Rehe als Überträger von EHEC?
Ihre Dissertation „Untersuchungen zum Vorkommen von Verotoxin-bildenden Escherichia coli (VTEC) bei Rehwild in Hessen“ hat die Tierärztin und Biologin am Institut für Tierärztliche Nahrungsmittelkunde an der Justus-Liebig-Universität Gießen (JLU) geschrieben, Doktorvater ist Prof. Dr. Michael Bülte. Im Rahmen ihrer Doktorarbeit untersuchte sie repräsentativ für das Bundesland Hessen das Vorkommen von Verotoxin-bildenden E. coli (VTEC) bei Rehwild. JLU-Präsident Prof. Dr. Joybrato Mukherjee gratulierte der Preisträgerin sehr herzlich: „Der Ertrag solcher anwendungsbezogenen wissenschaftlichen Arbeiten gerade auch im Bereich der Lebensmittelsicherheit kann gar nicht hoch genug eingeschätzt werden.“
Im Rahmen der Dissertation hat Dr. Bartels Kotproben von 353 erlegten Rehen aus Revieren von 12 hessischen Forstämtern einbezogen. Nach selektiver kultureller Anreicherung wurden im Enzymimmunoassay (EIA) bzw. in einem immunchromatographischen Verfahren Verotoxin-positiv getestete Proben weiter untersucht. Mit Hilfe der Polymerase-Kettenreaktion (PCR) und Anzüchtung der VTEC auf geeigneten Nährmedien konnten insgesamt 68 Tiere (knapp 20 Prozent) als Ausscheider solcher Stämme nachgewiesen werden. Bartels kommt aufgrund ihrer Untersuchungen zu dem Schluss, dass Rehwild in Hessen als natürliches Reservoir für VTEC angesehen werden muss. Prinzipiell handele sich jedoch bei den gefundenen VTEC-Stämmen vorwiegend um ungefährliche Stammformen.

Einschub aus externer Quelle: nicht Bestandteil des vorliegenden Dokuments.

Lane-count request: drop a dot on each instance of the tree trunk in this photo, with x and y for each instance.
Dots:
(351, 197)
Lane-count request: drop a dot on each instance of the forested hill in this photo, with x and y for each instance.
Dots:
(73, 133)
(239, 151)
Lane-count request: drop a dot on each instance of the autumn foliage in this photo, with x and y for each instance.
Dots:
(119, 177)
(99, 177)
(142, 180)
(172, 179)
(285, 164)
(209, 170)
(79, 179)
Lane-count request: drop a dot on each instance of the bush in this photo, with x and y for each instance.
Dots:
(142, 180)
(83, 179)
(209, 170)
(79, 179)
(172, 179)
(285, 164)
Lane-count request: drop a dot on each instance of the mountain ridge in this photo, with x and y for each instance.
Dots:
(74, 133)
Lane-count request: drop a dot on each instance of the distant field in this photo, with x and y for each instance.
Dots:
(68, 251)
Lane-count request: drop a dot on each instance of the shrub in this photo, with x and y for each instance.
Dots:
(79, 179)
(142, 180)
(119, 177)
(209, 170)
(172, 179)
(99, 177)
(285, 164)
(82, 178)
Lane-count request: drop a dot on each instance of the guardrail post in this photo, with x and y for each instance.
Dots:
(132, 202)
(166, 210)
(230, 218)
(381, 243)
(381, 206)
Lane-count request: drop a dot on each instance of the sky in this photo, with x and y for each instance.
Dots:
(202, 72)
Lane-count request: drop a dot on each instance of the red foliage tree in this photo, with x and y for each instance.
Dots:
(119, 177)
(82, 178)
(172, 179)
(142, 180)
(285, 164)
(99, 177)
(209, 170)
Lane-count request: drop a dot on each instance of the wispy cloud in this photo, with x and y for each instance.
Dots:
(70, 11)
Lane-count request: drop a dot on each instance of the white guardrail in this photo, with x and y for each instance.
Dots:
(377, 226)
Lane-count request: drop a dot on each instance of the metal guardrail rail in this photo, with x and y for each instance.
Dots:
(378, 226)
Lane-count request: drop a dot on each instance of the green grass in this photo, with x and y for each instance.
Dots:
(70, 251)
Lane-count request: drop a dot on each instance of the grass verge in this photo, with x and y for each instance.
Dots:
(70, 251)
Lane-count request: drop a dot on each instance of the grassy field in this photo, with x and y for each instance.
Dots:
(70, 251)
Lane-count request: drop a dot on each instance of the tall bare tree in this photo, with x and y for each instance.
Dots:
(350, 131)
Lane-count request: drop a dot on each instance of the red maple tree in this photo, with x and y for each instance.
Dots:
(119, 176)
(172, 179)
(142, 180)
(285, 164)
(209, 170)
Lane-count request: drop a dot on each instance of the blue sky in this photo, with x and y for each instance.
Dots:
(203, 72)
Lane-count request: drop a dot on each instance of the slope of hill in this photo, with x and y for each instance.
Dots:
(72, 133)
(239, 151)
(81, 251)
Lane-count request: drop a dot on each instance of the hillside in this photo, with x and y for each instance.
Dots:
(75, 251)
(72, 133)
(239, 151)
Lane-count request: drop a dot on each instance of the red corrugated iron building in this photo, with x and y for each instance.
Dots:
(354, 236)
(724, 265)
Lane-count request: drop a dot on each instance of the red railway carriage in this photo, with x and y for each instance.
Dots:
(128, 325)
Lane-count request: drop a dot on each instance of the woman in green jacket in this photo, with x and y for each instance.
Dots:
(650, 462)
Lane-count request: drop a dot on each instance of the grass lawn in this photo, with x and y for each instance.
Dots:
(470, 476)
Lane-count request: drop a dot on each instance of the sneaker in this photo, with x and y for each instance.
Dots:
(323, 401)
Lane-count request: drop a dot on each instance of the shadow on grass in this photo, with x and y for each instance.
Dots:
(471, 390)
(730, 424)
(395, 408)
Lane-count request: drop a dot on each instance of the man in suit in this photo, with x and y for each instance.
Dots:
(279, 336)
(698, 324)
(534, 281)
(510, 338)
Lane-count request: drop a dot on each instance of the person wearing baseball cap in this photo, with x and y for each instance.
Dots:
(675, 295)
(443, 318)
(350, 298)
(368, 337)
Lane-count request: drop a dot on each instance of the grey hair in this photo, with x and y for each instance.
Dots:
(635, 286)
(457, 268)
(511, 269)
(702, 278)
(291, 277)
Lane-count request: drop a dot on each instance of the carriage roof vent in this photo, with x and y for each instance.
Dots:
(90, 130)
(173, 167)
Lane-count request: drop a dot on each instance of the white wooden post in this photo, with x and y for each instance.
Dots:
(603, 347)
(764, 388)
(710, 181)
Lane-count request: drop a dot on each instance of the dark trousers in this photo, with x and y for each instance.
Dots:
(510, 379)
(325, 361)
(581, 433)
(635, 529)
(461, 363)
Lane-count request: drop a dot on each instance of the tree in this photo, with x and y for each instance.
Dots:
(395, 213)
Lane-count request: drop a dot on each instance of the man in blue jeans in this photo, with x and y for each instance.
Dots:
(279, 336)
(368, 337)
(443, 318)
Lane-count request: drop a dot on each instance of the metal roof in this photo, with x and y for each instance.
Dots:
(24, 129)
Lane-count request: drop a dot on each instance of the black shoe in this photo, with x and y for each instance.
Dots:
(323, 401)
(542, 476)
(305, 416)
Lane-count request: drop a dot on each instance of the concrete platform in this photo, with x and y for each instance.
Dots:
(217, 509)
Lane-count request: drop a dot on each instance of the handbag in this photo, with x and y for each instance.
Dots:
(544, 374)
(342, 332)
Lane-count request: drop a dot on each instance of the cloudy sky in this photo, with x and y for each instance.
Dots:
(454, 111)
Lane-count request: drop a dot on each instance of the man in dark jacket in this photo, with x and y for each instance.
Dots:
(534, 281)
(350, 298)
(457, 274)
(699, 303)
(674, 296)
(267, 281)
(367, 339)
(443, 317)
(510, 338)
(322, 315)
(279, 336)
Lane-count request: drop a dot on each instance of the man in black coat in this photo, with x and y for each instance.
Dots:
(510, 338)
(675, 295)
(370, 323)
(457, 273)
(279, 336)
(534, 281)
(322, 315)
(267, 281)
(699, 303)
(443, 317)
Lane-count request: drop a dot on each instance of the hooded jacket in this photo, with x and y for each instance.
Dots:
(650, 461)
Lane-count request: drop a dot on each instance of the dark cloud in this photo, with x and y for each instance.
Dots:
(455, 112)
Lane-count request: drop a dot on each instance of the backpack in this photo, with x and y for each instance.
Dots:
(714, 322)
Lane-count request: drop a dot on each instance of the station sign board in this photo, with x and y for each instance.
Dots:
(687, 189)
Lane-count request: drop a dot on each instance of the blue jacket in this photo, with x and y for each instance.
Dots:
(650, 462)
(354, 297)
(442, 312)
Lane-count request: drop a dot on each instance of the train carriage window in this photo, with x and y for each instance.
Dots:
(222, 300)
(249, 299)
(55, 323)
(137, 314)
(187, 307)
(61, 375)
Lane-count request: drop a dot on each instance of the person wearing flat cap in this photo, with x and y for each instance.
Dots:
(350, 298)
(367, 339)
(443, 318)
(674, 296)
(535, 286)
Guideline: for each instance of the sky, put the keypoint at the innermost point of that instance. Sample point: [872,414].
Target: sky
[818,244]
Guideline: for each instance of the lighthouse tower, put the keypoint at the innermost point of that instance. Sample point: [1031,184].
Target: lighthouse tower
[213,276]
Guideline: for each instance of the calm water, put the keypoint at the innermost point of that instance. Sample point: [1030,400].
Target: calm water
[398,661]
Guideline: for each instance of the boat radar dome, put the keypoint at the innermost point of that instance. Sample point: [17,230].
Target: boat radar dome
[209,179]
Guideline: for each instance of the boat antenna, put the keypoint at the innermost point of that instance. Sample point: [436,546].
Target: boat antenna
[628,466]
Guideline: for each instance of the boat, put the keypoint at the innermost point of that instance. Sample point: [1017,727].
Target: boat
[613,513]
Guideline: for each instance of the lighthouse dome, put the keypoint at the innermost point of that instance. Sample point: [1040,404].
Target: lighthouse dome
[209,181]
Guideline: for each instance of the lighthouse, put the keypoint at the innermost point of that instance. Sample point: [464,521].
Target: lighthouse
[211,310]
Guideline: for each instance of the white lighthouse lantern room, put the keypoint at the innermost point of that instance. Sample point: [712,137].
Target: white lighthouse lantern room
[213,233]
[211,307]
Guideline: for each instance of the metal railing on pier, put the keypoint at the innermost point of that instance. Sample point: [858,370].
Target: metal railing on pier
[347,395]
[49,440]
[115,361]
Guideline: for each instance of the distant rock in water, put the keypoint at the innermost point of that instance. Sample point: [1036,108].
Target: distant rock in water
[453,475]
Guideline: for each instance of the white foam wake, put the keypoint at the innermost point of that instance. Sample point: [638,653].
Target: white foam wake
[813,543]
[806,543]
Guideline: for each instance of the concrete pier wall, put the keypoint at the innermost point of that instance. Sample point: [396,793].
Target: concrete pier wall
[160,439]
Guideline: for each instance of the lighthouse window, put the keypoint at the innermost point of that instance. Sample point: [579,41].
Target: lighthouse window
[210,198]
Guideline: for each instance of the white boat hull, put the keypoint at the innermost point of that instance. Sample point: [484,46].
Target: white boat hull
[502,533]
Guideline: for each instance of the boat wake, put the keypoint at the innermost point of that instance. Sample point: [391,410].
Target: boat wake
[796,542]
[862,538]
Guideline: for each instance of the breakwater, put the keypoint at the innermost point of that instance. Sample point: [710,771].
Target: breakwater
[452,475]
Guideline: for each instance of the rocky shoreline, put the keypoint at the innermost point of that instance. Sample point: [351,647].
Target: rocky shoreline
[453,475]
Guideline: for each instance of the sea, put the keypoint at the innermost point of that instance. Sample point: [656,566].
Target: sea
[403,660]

Hinsichtlich der Qualität und der Sicherheit des Lebensmittels Wildbret sei eine fäkale Kontamination von VTEC in das Wildbret entweder durch eine Kotverschmutzung oder auch durch eine Übertragung von Darminhalt ins umliegende Gewebe durchaus denkbar, so Bartels Fazit. Besonders die Jagdart, der Zustand des Tieres vor und nach dem Schuss sowie das anschließende Versorgen spielten hier eine Rolle. Somit habe der Jäger einen entscheidenden Einfluss auf die Qualität des Wildbrets und beim Eintrag von VTEC ins Wildbret. Jäger sollten sich darüber im Klaren sein, dass sie auch sich selbst durch unvorsichtiges Aufbrechen und Ausweiden der Rehe dem Risiko einer Infektion mit potentiellen EHEC aussetzen.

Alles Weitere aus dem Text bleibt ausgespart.